On your box, are there any logs indicating something erroring out? These commands might help:
sudo service named status
sudo journalctl -xe | grep named
cat /etc/resolv.conf
It’s also possible that your provider is actually overwriting the last file in such a way that your box uses THEIR DNS resolver. It could happen their resolver is faulty somehow.
Does that reveal anything new to you? Looks like further confirmation of the stuff we already detected to me.

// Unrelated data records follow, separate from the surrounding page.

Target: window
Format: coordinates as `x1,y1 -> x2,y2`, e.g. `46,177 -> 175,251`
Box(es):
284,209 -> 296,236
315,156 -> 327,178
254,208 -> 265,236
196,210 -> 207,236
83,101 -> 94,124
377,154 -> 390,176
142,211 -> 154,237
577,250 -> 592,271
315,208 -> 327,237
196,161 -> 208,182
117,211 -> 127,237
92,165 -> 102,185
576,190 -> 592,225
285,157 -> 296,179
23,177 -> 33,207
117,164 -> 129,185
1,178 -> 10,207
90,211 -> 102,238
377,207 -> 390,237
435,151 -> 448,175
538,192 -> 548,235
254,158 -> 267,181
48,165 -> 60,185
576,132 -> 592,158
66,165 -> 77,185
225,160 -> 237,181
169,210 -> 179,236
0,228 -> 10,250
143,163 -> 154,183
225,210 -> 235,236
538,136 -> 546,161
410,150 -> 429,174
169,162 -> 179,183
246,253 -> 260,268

Regarding the contents of /etc/resolv.conf: I guess that’s normal for a machine functioning as a nameserver, right? My other VPSen have entries like this:
# cat /etc/resolv.conf
# This file is managed by man:systemd-resolved(8). Do not edit.
#
# This is a dynamic resolv.conf file for connecting local clients to the
# internal DNS stub resolver of systemd-resolved. This file lists all
# configured search domains.
#
# Run "systemd-resolve --status" to see details about the uplink DNS servers
# currently in use.
#
# Third party programs must not access this file directly, but only through the
# symlink at /etc/resolv.conf. To manage man:resolv.conf(5) in a different way,
# replace this symlink by a static file or a different symlink.
#
# See man:systemd-resolved.service(8) for details about the supported modes of
# operation for /etc/resolv.conf.
nameserver 127.0.0.53
options edns0
Same problem here last year. Certain mail servers (not all) rejecting incoming mail from my miab instance. The IP address assigned to my mail server by Digital Ocean was blocked as suspicious by certain mail servers.
I ended up switching Digital Ocean server/location therefore getting a completely different IP address assigned to my maib server, resolving the problem.